This is one of the things that frustrates me about these LLM based coding tools, too much wrong headed certainty. I've been using these classes and their ancestors for going on 30 years now and I sure as hell don't know off the top of my head. Saying I don't know is tons better than hallucinating an incorrect answer.
@paul Programming is both an art and a science. LLM based tools are capable of neither. Considering the most important part of code is communicating intent to a human, that's three strikes against the bots.
@paul unfortunately, people are often the same damn way
@paul This is what kills me with these tools. When they’re correct, they can be quite helpful. But they’re incorrect with enough frequency that I find it hard to trust any but the most basic of answers/output from it.
@paul Have you tried Opus, preferably with extended thinking? It is much more likely to (a) do the verification by itself, and (b) refuse if it cannot verify it. Benchmarks have proven reasoning models are much better about avoiding hallucinations.
@EshuMarneedi Opus and Codex said the same thing, but I didn't turn on any special settings on either, I think both set to the equivalent of Medium.
@paul that’s the problem of training the model: it breeds out the concepts of uncertainty and not knowing. As a model, you might or might not get a cookie if you hallucinate, but you are guaranteed to not get anything if you refuse to answer.
@paul Sorry for the but this is what Perplexity gave back to me.
@Kgault they all seem to get this one wrong, which I guess is fair because its a bit confusing.
@paul Yeah I’ve had to reword what I was asking few times to get a correct result on some work I’ve done in recent past using AI.

@paul Well - I’m a human and developer (but in other languages) and I don’t even get the question 😅
But I’m not a LLM so I can clearly say: „what is the question? What is the problem you like to solve?“

My experience so far with those LLMs: write more Prosa. Explain your task, describe the problem and what you have tried. Ask for a (better) solution or let it „analyze“ it etc. Rather short (trick) questions are not what LLMs very good in.

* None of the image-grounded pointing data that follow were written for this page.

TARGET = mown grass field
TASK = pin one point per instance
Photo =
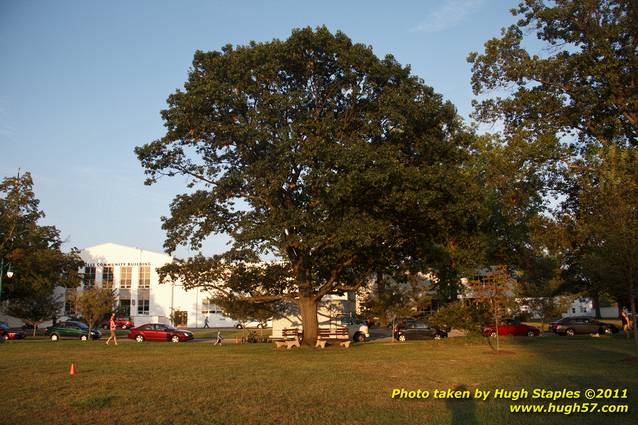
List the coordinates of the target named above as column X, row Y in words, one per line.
column 198, row 383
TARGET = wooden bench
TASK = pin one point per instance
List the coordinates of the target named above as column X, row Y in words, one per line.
column 291, row 337
column 337, row 335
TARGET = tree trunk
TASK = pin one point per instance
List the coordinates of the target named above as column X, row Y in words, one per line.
column 596, row 304
column 308, row 308
column 498, row 347
column 632, row 300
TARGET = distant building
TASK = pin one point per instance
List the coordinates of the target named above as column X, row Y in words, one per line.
column 584, row 306
column 132, row 273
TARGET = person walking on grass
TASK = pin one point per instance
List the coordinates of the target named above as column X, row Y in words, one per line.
column 112, row 328
column 624, row 320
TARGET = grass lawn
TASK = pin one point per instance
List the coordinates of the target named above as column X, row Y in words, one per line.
column 198, row 383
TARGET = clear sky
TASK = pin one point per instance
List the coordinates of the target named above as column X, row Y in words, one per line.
column 82, row 83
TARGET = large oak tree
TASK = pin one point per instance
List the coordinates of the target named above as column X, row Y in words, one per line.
column 313, row 151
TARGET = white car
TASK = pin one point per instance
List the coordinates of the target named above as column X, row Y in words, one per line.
column 254, row 324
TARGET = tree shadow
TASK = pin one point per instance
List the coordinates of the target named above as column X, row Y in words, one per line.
column 463, row 410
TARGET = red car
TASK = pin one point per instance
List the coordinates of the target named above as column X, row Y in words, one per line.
column 159, row 332
column 119, row 323
column 511, row 327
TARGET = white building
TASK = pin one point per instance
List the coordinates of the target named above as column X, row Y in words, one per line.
column 584, row 306
column 132, row 273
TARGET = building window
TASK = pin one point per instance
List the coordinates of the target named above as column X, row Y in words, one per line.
column 125, row 308
column 143, row 303
column 107, row 277
column 125, row 276
column 209, row 308
column 145, row 277
column 88, row 280
column 143, row 307
column 69, row 301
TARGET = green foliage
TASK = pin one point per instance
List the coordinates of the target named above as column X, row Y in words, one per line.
column 94, row 303
column 315, row 151
column 34, row 251
column 470, row 317
column 581, row 82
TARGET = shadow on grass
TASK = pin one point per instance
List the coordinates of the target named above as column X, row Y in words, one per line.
column 463, row 410
column 96, row 402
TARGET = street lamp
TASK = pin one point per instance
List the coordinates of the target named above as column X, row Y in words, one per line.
column 9, row 273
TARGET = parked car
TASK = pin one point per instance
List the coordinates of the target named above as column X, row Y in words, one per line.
column 72, row 329
column 122, row 323
column 511, row 327
column 254, row 324
column 415, row 329
column 7, row 332
column 159, row 332
column 582, row 325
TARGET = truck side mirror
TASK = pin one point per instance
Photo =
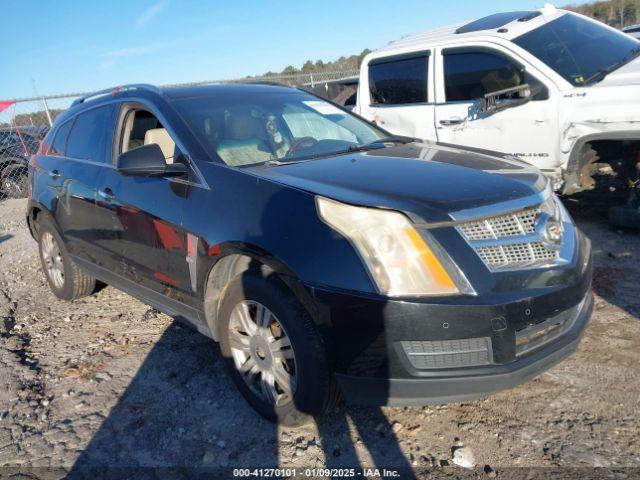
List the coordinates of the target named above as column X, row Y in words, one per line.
column 502, row 99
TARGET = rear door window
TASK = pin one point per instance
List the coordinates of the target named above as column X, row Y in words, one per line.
column 58, row 148
column 399, row 81
column 91, row 136
column 471, row 75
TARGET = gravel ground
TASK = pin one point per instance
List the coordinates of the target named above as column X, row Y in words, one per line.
column 107, row 381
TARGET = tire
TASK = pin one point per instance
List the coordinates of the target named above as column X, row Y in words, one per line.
column 66, row 280
column 14, row 181
column 313, row 391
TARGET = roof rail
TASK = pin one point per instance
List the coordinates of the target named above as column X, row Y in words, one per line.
column 113, row 91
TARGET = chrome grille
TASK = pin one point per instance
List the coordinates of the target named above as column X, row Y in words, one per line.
column 516, row 255
column 518, row 223
column 510, row 240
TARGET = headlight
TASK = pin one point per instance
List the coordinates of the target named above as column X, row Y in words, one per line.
column 398, row 259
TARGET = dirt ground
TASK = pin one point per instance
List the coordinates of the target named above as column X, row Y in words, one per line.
column 107, row 381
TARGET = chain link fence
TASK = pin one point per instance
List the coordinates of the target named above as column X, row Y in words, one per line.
column 25, row 122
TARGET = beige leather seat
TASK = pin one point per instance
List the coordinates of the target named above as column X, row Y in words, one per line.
column 242, row 144
column 162, row 138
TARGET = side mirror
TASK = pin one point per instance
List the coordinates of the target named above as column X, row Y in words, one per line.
column 502, row 99
column 148, row 161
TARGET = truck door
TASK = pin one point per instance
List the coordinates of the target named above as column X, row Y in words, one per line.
column 466, row 74
column 397, row 94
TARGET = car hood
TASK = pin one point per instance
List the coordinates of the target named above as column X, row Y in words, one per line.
column 429, row 182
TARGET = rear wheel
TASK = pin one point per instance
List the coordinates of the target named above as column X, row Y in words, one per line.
column 14, row 181
column 66, row 280
column 273, row 351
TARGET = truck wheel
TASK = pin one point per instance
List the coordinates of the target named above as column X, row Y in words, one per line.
column 14, row 181
column 66, row 280
column 625, row 217
column 273, row 351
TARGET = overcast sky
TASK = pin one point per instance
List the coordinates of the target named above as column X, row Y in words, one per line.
column 79, row 45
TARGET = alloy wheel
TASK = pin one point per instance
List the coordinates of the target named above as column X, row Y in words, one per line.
column 52, row 258
column 262, row 352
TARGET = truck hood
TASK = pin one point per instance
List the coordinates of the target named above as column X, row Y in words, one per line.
column 429, row 182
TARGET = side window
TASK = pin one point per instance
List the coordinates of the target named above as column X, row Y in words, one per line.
column 470, row 75
column 142, row 127
column 91, row 135
column 59, row 144
column 399, row 81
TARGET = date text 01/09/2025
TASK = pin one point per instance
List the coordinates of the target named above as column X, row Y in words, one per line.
column 315, row 472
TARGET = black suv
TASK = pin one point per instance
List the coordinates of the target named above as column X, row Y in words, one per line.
column 325, row 255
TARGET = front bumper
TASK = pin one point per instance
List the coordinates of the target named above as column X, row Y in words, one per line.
column 372, row 343
column 461, row 385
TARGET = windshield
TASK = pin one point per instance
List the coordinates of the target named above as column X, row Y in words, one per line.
column 582, row 51
column 245, row 127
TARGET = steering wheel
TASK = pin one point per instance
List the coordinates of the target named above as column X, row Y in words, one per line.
column 304, row 141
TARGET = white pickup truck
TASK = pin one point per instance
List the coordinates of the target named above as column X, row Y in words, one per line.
column 557, row 89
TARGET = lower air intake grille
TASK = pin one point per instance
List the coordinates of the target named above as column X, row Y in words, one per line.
column 466, row 352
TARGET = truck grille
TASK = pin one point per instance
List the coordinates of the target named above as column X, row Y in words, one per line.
column 465, row 352
column 509, row 241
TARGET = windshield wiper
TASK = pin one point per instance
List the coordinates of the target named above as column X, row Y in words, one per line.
column 352, row 148
column 393, row 139
column 603, row 72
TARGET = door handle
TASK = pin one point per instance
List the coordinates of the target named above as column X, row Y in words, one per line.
column 107, row 194
column 451, row 121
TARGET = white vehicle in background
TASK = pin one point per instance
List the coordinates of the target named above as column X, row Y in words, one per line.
column 557, row 89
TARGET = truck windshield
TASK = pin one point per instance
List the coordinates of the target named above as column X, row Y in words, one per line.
column 581, row 51
column 244, row 127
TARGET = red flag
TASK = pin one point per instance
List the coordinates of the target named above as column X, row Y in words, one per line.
column 4, row 105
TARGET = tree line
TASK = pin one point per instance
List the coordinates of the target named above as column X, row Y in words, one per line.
column 616, row 13
column 341, row 64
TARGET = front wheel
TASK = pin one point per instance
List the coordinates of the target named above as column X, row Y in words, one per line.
column 66, row 280
column 273, row 351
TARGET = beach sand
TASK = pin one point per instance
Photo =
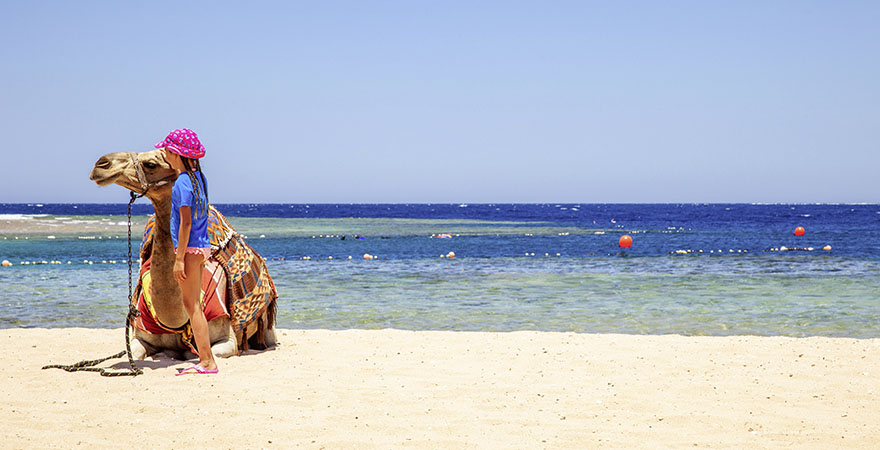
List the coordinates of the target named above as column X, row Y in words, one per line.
column 403, row 389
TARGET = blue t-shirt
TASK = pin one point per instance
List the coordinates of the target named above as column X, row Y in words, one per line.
column 183, row 194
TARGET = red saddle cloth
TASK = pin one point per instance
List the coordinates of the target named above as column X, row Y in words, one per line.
column 213, row 299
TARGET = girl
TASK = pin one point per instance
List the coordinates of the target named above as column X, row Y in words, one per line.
column 189, row 232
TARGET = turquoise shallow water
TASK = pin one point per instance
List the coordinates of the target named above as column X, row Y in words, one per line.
column 494, row 283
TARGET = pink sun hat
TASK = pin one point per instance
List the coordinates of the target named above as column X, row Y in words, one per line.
column 184, row 142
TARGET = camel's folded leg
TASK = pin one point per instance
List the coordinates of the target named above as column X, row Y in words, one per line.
column 225, row 348
column 139, row 349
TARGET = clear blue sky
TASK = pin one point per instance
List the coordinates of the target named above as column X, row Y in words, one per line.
column 417, row 101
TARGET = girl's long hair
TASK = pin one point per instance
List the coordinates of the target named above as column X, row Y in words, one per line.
column 199, row 183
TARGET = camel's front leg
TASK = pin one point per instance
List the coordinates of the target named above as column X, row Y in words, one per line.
column 223, row 343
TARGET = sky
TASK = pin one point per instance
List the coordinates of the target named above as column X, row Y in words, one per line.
column 433, row 102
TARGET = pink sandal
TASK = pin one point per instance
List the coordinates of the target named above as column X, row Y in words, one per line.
column 196, row 369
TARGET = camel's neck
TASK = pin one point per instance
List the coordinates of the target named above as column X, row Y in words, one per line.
column 166, row 295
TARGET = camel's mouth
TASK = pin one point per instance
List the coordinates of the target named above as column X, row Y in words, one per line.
column 104, row 176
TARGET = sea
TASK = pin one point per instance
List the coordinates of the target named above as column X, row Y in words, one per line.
column 692, row 269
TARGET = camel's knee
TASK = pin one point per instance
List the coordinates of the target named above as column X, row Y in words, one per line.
column 225, row 348
column 138, row 350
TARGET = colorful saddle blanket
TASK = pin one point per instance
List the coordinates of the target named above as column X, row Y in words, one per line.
column 245, row 289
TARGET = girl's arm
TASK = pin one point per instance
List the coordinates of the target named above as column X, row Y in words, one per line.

@nSonic it wasn't a trick question, it was a question based on what I was working on. The docs on the API are confusing on what should happen. I asked the AI assuming it'd write a couple of lines of code to see what happens, which is exactly what I'd do without AI.

@paul I was recently given info on and links to "the code in a GitHub repo" for an Ansible module.

It didn't exist. The link 404'd and the git history never contained the entry described.

When questioned, it told me my Internet connection must be to blame.